This might be a hard question to field because I can't easily offer a reproducible SNAFU without providing my access token to the Gmail API, but my hope is that I am tripping over an issue that will be clear enough from my description. We'll see...
I wrote a function that takes the gmail message ID of a Google Scholar Alert and parses it into a data frame with a columns for article title, authors, publication, date, etc. My conundrum is that the same code that works when I load it interactively (i.e., load the function into session RAM a la "my_fancy_function <- function(arguments){blah blah})" does not work when I load the function as part of an R package (a la 'devtools::load_all("/mypackage/")'). It's worth noting that the other main function in my package works fine either way, but this one trips up when I try to use it from the package version after loading the package via devtools::load_all("my_misbehaving_package/").
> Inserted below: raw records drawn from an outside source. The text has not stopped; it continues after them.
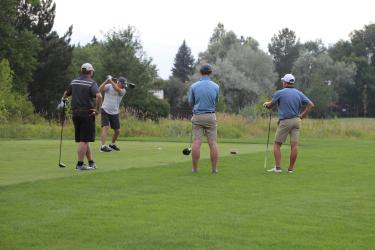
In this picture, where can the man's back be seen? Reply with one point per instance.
(204, 95)
(83, 90)
(112, 99)
(289, 102)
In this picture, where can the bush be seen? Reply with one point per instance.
(150, 108)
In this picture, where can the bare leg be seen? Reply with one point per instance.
(89, 153)
(277, 153)
(293, 154)
(213, 154)
(104, 134)
(81, 151)
(115, 135)
(196, 153)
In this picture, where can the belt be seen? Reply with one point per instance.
(82, 110)
(288, 118)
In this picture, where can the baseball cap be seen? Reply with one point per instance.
(206, 68)
(288, 78)
(87, 67)
(122, 79)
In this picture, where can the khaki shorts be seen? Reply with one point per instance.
(204, 124)
(288, 127)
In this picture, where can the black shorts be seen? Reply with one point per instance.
(108, 119)
(84, 125)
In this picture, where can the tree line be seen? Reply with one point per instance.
(339, 78)
(37, 64)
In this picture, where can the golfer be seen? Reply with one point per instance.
(114, 92)
(203, 97)
(289, 102)
(83, 90)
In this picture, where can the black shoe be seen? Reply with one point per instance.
(83, 167)
(105, 149)
(92, 165)
(114, 147)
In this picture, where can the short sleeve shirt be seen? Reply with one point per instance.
(289, 102)
(112, 99)
(204, 95)
(83, 90)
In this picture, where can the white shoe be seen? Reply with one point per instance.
(274, 169)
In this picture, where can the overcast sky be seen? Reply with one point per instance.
(163, 25)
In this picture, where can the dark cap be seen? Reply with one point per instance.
(122, 79)
(206, 68)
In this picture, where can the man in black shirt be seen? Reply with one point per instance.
(83, 90)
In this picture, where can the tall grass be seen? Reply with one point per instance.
(229, 126)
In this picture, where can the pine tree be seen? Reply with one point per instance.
(284, 49)
(183, 66)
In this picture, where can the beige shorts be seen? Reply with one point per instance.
(204, 124)
(288, 127)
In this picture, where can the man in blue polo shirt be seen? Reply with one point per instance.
(289, 102)
(203, 96)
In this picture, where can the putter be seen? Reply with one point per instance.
(62, 165)
(187, 151)
(268, 140)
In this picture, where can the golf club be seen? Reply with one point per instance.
(62, 165)
(187, 151)
(268, 139)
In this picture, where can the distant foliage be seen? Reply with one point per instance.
(13, 106)
(284, 48)
(183, 66)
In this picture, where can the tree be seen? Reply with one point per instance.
(359, 98)
(18, 45)
(13, 106)
(324, 81)
(314, 47)
(284, 49)
(36, 16)
(123, 55)
(183, 66)
(51, 76)
(220, 43)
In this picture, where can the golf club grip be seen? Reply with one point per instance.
(268, 140)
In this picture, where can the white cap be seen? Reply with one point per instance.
(87, 67)
(288, 78)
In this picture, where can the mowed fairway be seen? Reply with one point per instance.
(145, 197)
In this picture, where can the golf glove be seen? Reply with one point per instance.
(62, 104)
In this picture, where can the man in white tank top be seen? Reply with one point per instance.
(114, 92)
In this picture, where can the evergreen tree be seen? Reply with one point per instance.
(51, 72)
(284, 49)
(183, 66)
(51, 76)
(18, 45)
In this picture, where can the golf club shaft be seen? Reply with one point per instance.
(268, 140)
(62, 127)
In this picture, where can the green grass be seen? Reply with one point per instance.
(146, 198)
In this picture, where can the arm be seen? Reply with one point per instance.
(98, 102)
(101, 88)
(116, 87)
(268, 104)
(309, 107)
(191, 97)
Below is the .R file content of the function that won't come to heel when loaded as part of a package -- and I hereby acknowledge in advance that it's some ugly mess of code, if that will spare me some finger wagging in your answers. This feels like the package version of the classic "strings as factors" SNAFU, but you tell me. The problem seems to occur very early in the function evaluation, and the error I get reads as follows:
Error in UseMethod("read_xml") : no applicable method for 'read_xml' applied to an object of class "NULL"
And here is my whole sick code for this function:
library(stringr)
library(rvest)
library(plyr)
library(dplyr)
library(lubridate)
library(gmailr)
GScholar_alert_msg_to_df <- function(message_id){
one_message <- message(message_id)
msg_html <- body(one_message)
title <- read_html(msg_html) %>% html_nodes("h3") %>% html_text()
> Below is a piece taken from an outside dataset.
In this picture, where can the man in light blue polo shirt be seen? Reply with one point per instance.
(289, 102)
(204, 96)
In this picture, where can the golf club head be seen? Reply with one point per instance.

link <- read_html(msg_html) %>% html_nodes("h3 a") %>% html_attr("href")
msg_chunks <- msg_html %>% str_split("<a href") %>% unlist
msg_chunks <- msg_chunks[2:(length(msg_chunks)-2)]
excerpt <- msg_chunks %>% str_replace_all(fixed("<b>"), "") %>%
str_replace_all(fixed("</b>"), "") %>%
str_replace_all(fixed("<br>"), "") %>%
str_extract("<(font size=2 color=#222222|font size=\"-1\")>(.*?)</font>") %>%
unlist %>% str_replace_all("<(font size=2 color=#222222||font size=\"-1\")>", "") %>%
str_replace_all("</font>", "")
author_pub_field <- msg_chunks %>% str_replace_all(fixed("<b>"), "") %>%
str_replace_all(fixed("</b>"), "") %>%
str_extract("<font size=(2|\"-1\") color=#(006621|009933|008000)>(.*?)</font>") %>%
unlist %>%
str_replace_all("<font size=(2|\"-1\") color=#(006621|009933|008000)>", "") %>%
str_replace_all("</font>", "")
one_message_df <- data.frame(title, excerpt, link, author_pub_field, stringsAsFactors = FALSE)
one_message_df$date <- date(one_message) # needs reformatting
one_message_df$date %>% str_replace("[[:alpha:]]{3}, ", "") %>%
str_extract("^.{11}") %>% dmy -> one_message_df$date
one_message_df$author_only <- str_detect(one_message_df$author_pub_field, " - ")
one_message_df$author <- one_message_df$author_pub_field %>%
str_extract("^(.*?) - ") %>% str_replace(" - ", "")
one_message_df$author <- ifelse(one_message_df$author_only == 1, one_message_df$author, one_message_df$author_pub_field)
one_message_df$publication <- one_message_df$author_pub_field %>%
str_extract(" - (.*?)$") %>% str_replace(" - ", "") %>%
str_replace(", [0-9]{4}$", "") %>% str_replace("^[0-9]{4}$", NA)
one_message_df$publication <- str_replace(one_message_df$publication, "^[0-9]{4}$", NA)
one_message_df$author_MIAs <- str_detect(one_message_df$author, "…")
one_message_df$author %>% str_replace("…", " \\.\\.\\.") -> one_message_df$author
one_message_df$pub_name_clipped <- one_message_df$publication %>% str_detect("…")
one_message_df$publication %>% str_replace("…", " \\.\\.\\.") -> one_message_df$publication
return(one_message_df)
Yeah, it's ugly, but again, I promise it works when the code is entered interactively. As for the misbehaving package version, according to RStudio traceback the error seems to happen way up top, I think either the body() or the message() function I'm using from the gmailr package. (Yes, I've tried the code via Terminal to no happier conclusion.) Help me, oh be anyone, you're my only hope.